Re: How to organize mail in folders?
Michelle,
I think there is a misunderstanding. I wanted to understand how other
people process their email. You are giving me pointers to programs but
don't describe how you use them.
Here is a potential strategy for handling mail:
- All incoming mail goes to inbox.
- I process all mails from inbox.
- Some messages I read, then delete right away.
- Other messages I read, then archive by project.
By project means that there is a folder for each project.
- Some messages I read, then respond to and archive (by project).
- Some messages I read, decide that I can't handle them right
away, so I put them in the todo folder. Every morning I go
through my todo folder.
- Some messages (often those sent by me) are waiting for responses
from others. I file those in the "pending" folder. Every
morning I go through my "pending" folder to see whether a response
has arrived.
Some of the above steps could be automated. The strategy does not
handle mailing lists well. But I hope it shows one possible response
and makes it clear in what way your response differs from what I was
expecting.
(I do not follow the above strategy, if that matters. Maybe I should.

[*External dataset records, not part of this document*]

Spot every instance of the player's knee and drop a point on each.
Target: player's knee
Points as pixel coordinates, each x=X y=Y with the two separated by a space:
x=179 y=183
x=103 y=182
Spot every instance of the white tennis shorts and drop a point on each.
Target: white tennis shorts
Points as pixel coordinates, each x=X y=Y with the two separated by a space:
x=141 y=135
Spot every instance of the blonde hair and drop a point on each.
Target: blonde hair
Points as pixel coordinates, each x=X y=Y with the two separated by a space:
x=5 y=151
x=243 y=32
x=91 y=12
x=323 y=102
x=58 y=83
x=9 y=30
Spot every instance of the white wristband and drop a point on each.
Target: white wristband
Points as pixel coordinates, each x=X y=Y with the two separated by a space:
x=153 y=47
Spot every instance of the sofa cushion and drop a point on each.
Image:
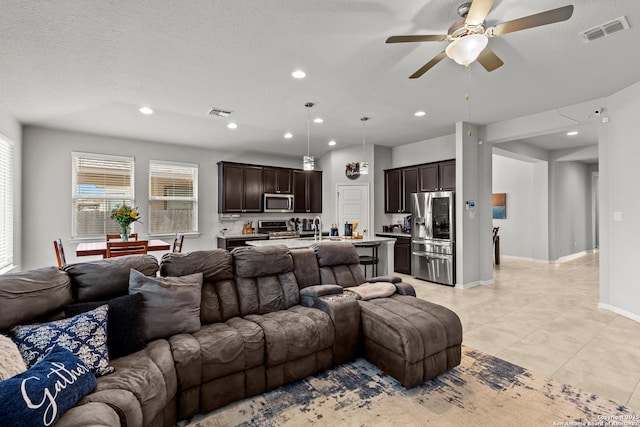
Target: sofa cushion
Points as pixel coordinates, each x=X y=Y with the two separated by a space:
x=214 y=265
x=43 y=393
x=124 y=325
x=11 y=362
x=170 y=305
x=294 y=333
x=33 y=294
x=142 y=386
x=108 y=278
x=369 y=291
x=335 y=253
x=85 y=335
x=262 y=260
x=305 y=267
x=217 y=350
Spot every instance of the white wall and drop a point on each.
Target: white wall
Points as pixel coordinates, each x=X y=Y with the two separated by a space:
x=619 y=177
x=333 y=165
x=569 y=208
x=524 y=233
x=46 y=169
x=431 y=150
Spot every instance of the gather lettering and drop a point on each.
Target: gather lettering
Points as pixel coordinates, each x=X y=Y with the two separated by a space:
x=65 y=377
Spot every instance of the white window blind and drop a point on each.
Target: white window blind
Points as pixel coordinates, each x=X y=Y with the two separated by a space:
x=173 y=197
x=6 y=203
x=100 y=183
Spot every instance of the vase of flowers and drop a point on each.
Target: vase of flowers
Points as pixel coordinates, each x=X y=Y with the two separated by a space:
x=125 y=216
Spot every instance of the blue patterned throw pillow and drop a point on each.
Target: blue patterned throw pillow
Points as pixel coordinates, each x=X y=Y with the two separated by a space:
x=85 y=335
x=40 y=395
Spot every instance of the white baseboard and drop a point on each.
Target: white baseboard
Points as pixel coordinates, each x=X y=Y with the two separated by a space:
x=520 y=258
x=620 y=311
x=474 y=284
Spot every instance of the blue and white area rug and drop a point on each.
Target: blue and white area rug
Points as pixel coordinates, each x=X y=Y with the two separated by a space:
x=482 y=391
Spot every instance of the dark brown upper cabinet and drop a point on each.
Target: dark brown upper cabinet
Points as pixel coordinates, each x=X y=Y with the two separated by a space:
x=277 y=180
x=307 y=191
x=239 y=188
x=401 y=182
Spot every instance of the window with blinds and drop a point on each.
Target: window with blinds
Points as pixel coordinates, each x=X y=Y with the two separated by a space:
x=100 y=183
x=6 y=203
x=173 y=197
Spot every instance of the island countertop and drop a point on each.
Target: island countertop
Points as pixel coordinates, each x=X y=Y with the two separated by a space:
x=307 y=242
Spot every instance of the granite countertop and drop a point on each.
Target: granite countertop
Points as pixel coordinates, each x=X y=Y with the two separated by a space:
x=307 y=242
x=393 y=234
x=244 y=236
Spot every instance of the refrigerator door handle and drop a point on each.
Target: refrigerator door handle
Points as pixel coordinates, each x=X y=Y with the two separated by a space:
x=432 y=255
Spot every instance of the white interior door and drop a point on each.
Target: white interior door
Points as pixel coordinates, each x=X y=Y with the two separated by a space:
x=353 y=205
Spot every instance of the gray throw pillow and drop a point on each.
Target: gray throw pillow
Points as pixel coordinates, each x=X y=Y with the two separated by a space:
x=170 y=305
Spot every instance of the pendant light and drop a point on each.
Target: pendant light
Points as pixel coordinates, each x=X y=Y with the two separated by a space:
x=364 y=165
x=307 y=161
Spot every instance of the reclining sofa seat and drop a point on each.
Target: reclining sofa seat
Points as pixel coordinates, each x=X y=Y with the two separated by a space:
x=255 y=335
x=411 y=339
x=224 y=360
x=142 y=389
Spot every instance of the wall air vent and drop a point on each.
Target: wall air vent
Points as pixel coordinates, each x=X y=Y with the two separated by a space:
x=605 y=29
x=219 y=112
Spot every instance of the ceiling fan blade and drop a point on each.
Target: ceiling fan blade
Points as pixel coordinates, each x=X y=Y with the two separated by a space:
x=543 y=18
x=489 y=60
x=426 y=67
x=410 y=39
x=478 y=11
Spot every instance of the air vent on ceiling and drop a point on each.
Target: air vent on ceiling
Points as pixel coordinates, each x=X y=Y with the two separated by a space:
x=219 y=112
x=605 y=29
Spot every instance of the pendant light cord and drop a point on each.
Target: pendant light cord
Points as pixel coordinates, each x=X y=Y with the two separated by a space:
x=364 y=120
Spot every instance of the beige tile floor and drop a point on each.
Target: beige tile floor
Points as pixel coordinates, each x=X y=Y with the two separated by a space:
x=544 y=317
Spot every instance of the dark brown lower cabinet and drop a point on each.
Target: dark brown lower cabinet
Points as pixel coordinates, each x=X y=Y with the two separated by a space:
x=402 y=255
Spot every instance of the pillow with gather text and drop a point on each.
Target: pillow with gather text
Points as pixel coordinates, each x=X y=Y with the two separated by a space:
x=124 y=325
x=40 y=395
x=85 y=335
x=170 y=305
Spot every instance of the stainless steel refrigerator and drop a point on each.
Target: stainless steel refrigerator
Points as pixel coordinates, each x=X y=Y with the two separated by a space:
x=433 y=237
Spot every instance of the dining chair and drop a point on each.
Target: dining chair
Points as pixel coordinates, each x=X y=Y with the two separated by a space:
x=135 y=247
x=177 y=243
x=132 y=236
x=62 y=260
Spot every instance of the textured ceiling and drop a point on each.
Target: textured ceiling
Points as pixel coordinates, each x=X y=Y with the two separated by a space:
x=88 y=65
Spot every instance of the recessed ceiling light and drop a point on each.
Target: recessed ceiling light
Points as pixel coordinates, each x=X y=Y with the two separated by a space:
x=299 y=74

Or maybe you have a better strategy?)
On to the details of your message:
On Thu, Jul 19, 2007 at 07:26:31PM +0200, Michelle Konzack wrote:
> Am 2007-07-11 17:03:23, schrieb Kai Grossjohann:
> >
> > What I'm looking for is some suggestions on how else I might organize my
> > mail, that fits more with what Mutt offers. I think most of you face
> > the same basic situation as I do:
> >
> > - Receive personal mail and mailing list mail.
>
> "fetchmail" or "getmail"
Those do not know the difference between personal mail and mailing list
mail, I think.
> > - Have different strategies for handling mail depending on the address
> > they were sent to (some mailing lists are less important than most
> > personal mail, so we don't check for new mail there as often).
>
> "procmail" or "maildrop"
Those do not check whether new mail is available that needs to be
processed.
> > - Want to archive a large portion of mail.
>
> "archivemail"
This is a good hint. Thanks a lot!
> > - Want to have an overview of messages that still need action of some
> > type.
>
> ???
I get a message. It could be something I read and then delete. Or it
could be something that I read and then archive. Or I respond right
away and then delete or archive.
These cases are easy.
Then there are messages that mean I need to do something, but I need
longer to do them. Or I need to get feedback from somewhere. Or
whatever. My memory is quite bad, so I like to have the computer store
a list of these open ends so I don't have to remember them.
> > - Don't want the archive to interfere (too much) with this overview.
>
> ???
Suppose I have a folder for the foo project. Then which of the messages
in that folder are open ends that still need action, and which of them
are archived messages?
> > Right? So what do you do?
>
> ...its up to you. :-)
I hope that what _you_ do is not up to _me_.